Lo scoppio della guerra impone al Werkbund di accantonare il dibattito interno. Per sopravvivere, negli anni di guerra, il Werkbund si schiaccia su una posizione di sostegno incondizionato alla causa patria. In tal modo, trova modo di pubblicare il Deutsches Warenbuch, un elenco di prodotti di qualità reperibili in negozi selezionati, e di collaborare a una commissione per la definizione degli standard produttivi, il Normenauschuss der deutschen Industrie. Nel clima rivoluzionario del dopoguerra, la dirigenza del Werkbund si trova accusata soprattutto dai giovani di essersi appiattita su posizioni nazionalistiche e di essersi lasciata coinvolgere in operazioni assai dubbie, come il concorso per la Casa dell’Amicizia di Costantinopoli. A essere chiamata in causa è poi nuovamente l’alleanza con l’industria, individuata ora come colpevole, o perlomeno alleata, del conflitto. Nel 1919 Gropius, che insieme a Taut dirige l’Arbeitsrat für Kunst, dichiara: “Io considero il Werkbund morto e sepolto”.
Le divergenze politiche si fanno manifeste. I dubbi sul futuro e sul ruolo dell’industria nella civiltà, posti dai giovani infiammati dalla rivoluzione, producono ampie fratture nel fronte del Werkbund. La crisi economica fa il resto. Pur attraversato da fortissime tensioni, il Werkbund però non si spacca. In parte riesce addirittura a esercitare una certa influenza sugli indirizzi governativi: su sua iniziativa, si crea un ufficio responsabile di ogni aspetto della politica artistica, il Reichskunstwart, per la cui dirigenza viene eletto un membro del Werkbund, Edwin Redslob. Nel frattempo Arbeitsrat e Novembergruppe perdono di vigore, l’entusiasmo politico scema, e gli oppositori rientrano. I giovani e il Werkbund hanno bisogno reciproco. A uscirne è ancora una volta un compromesso.
Una istituzione
Quando si assesta l’inflazione, il Werkbund riprende un ruolo di primo piano nella vita culturale tedesca. A partire dal 1923, si ritrova compatto nel riaffermare l’ineludibilità di un’“alleanza” tra arte e industria, e può iniziare la propria scalata, che coincide con un cambio di dirigenza e con la definizione di una netta linea di azione. Nel comitato esecutivo entrano i giovani architetti, passati in parte per la fase rivoluzionaria: Ludwig Mies van der Rohe, Hans Scharoun, Hugo Häring, Adolph Rading, Ludwig Hilberseimer e ancora Gropius. Nel 1926 Mies viene nominato vicepresidente dell’associazione, e l’architettura dichiarata la base del suo programma. Al contempo, si rafforzano i rapporti con il governo socialdemocratico. La rivista ufficiale, “Die Form”, s’impone come una delle più influenti. Vengono organizzate grandi mostre, come Form ohne Ornament, nel 1924, Die Wohnung, nel 1927, in occasione della quale viene realizzato il quartiere sperimentale del Weißenhof, cui partecipano molti dei più noti architetti del Werkbund e di tutta Europa, e Wohnung und Werkraum, nel 1929.

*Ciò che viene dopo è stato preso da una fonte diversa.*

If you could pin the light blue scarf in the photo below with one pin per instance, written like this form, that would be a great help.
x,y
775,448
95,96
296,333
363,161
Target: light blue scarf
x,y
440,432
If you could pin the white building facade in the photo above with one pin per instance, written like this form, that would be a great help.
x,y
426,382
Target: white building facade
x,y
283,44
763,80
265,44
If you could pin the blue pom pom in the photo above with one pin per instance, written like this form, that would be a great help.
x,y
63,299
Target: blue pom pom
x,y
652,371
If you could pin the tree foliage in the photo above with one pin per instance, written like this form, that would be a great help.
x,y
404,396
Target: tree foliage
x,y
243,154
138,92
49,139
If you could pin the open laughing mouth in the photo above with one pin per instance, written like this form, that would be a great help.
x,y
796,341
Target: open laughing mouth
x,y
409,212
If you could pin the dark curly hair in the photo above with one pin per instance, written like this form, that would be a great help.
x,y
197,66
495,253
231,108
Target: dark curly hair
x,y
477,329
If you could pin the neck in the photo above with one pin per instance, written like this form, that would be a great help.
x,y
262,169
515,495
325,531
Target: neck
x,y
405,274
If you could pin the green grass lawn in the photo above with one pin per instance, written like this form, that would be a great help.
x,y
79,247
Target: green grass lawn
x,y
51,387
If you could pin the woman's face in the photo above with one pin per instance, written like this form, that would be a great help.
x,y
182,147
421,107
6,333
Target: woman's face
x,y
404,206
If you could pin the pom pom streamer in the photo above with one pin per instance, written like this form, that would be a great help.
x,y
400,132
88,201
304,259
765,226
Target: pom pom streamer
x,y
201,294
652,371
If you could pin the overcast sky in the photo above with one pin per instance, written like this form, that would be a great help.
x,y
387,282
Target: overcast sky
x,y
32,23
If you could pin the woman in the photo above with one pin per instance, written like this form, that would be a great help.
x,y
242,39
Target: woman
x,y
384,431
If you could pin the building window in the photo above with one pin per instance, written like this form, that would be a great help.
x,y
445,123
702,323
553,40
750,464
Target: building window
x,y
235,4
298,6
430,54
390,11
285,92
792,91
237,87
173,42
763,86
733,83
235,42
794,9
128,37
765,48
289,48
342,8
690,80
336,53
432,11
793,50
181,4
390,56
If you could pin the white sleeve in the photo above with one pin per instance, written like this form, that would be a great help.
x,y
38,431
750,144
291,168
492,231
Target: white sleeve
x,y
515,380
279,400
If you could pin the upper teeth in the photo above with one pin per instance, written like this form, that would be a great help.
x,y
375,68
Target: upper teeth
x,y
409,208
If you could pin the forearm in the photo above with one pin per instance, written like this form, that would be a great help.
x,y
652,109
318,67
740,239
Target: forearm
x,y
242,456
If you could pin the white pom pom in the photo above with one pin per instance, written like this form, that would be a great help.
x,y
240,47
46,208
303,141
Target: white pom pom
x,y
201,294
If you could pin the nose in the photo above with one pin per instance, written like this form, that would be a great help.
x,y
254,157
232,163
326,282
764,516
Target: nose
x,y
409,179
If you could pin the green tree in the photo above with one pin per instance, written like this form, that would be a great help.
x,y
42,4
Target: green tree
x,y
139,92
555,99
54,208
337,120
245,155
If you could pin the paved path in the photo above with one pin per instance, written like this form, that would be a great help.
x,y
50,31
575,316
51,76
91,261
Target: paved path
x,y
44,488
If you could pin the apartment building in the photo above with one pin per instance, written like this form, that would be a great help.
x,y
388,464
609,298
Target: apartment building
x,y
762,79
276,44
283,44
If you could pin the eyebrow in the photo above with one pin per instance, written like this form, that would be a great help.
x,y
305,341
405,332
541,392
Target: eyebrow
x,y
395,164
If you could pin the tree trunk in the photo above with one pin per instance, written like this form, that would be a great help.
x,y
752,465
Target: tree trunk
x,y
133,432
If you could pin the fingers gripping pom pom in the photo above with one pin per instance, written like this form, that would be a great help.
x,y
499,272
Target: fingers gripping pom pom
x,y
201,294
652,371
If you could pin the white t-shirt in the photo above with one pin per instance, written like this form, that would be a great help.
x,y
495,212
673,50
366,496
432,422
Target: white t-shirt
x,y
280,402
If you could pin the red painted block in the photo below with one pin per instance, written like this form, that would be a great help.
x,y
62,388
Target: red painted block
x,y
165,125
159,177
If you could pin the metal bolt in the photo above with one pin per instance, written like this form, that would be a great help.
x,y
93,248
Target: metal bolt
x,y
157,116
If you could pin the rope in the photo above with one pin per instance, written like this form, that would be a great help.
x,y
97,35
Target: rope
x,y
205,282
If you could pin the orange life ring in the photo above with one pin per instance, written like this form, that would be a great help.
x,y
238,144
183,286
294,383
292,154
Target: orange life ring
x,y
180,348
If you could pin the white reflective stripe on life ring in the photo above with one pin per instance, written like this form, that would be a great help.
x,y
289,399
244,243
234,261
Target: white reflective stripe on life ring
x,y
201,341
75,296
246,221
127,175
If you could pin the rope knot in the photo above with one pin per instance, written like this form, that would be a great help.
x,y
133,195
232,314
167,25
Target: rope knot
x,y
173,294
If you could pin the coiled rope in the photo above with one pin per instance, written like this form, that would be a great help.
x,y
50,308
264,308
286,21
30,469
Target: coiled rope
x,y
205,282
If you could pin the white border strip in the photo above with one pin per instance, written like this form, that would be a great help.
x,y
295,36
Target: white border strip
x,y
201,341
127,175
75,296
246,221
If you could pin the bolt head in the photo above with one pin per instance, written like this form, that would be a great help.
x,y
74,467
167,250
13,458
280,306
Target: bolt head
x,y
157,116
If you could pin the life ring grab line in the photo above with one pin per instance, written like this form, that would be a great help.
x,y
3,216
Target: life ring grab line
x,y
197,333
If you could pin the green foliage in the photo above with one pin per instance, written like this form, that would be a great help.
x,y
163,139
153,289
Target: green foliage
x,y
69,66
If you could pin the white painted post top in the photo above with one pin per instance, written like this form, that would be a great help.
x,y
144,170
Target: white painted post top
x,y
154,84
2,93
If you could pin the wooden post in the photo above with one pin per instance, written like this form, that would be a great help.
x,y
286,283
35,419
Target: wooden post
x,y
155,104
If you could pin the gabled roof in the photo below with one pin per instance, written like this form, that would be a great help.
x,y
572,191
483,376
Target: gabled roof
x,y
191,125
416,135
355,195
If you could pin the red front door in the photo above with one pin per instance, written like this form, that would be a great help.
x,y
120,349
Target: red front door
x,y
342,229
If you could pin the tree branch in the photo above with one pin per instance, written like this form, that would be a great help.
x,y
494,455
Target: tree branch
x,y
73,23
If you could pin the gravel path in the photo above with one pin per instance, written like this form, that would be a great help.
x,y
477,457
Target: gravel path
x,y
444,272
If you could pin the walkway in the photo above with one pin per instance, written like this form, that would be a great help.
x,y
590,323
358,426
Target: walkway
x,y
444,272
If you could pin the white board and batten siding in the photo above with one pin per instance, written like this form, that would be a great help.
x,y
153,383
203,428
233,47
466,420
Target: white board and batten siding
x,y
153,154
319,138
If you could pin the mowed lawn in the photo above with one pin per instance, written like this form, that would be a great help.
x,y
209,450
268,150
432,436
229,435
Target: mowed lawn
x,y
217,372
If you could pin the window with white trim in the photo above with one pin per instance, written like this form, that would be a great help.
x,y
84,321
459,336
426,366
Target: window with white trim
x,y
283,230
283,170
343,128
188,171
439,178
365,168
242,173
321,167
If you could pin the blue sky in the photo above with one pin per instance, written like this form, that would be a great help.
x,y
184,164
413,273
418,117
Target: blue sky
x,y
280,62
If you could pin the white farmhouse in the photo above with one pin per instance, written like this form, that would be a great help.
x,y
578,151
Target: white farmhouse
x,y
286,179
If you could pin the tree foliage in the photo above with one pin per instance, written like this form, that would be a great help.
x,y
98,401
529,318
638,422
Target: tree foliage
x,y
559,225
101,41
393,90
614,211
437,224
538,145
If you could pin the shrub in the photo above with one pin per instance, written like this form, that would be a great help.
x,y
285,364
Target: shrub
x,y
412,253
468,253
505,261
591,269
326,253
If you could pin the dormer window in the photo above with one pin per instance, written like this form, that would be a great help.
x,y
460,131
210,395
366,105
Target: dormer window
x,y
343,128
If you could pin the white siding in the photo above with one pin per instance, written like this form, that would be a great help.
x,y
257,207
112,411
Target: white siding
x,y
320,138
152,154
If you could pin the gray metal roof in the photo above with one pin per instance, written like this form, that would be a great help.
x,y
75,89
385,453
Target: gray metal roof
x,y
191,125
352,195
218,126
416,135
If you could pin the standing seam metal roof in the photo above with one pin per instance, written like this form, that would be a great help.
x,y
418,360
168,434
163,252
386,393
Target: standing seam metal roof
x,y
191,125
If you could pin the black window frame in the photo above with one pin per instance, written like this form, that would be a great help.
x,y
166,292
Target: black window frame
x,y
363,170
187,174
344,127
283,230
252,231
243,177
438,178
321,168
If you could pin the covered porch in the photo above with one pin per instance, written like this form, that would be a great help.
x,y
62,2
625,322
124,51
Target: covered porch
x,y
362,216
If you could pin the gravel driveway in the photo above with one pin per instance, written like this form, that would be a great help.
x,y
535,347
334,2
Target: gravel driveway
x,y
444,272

A minare il successo, vi sono le critiche rivolte alle iniziative del Werkbund, accusate da destra di internazionalismo e di culto della macchina, e da sinistra di formalismo. Anche i frutti più maturi del Werkbund sono tuttavia più ambigui di quanto le critiche colgano; sotto la patina omogenea continuano ad annidarsi istanze irriducibili. Ciò nonostante, il Werkbund viene sempre più identificato con il Neues Bauen. E quando, dopo la crisi economica del 1929, il clima politico si polarizza e sposta verso destra, tale identificazione si rivela letale: il Werkbund si trova esposto alle critiche di “bolscevismo culturale”.
Il Werkbund tenta di sventare le minacce con una politica conciliante. Ma ormai tutto è vano: troppo ampio è il fronte opposto che, nel caso migliore, riconosce nel Werkbund un organo al servizio dell’odiato governo socialdemocratico. La grande mostra, programmata da anni, sulla Neue Zeit, che avrebbe dovuto esprimere la fiducia in un futuro pacificato sotto l’egida della macchina, salta. La situazione, già critica, precipita nel 1933, con la vittoria elettorale dei nazionalsocialisti. A questo punto, la resistenza del Werkbund è risibile. Il Werkbund – che, del resto, è un’associazione che costitutivamente non può stare dalla parte dell’opposizione: deve agire dall’interno – tenta di stabilire ancora una volta un contatto privilegiato con il governo, nella vana speranza di sopravvivere nella mutata situazione politica; l’unica alternativa sembra l’immediato scioglimento. Nei confronti dei nazisti, il Werkbund si permette così di sperare: concede, negli auspici, per ottenere. Non più di una settimana dopo le elezioni, Jäckh si reca a colloquio con il führer. Poco dopo, il Werkbund vota quasi all’unanimità la propria Gleichschaltung. Direttori del Werkbund vengono nominati due nazisti di provata fiducia, Lörcher e Wendland, che procedono in tempi rapidissimi a epurarlo e a trasformarlo in un’appendice governativa sempre più marginale. Il Werkbund si è consegnato nelle mani dei nazionalsocialisti.
Se come associazione il Werkbund presto scompare, molti dei suoi membri acquisiscono ruoli di primo piano nel terzo Reich. Paul Troost, Wilhelm Kreis, Paul Bonatz e Peter Behrens rimangono nell’Olimpo dell’architettura tedesca; e, dei loro colleghi, quelli che restano nell’ombra o espatriano lo fanno nella quasi totalità dei casi per l’impossibilità di trovar lavoro.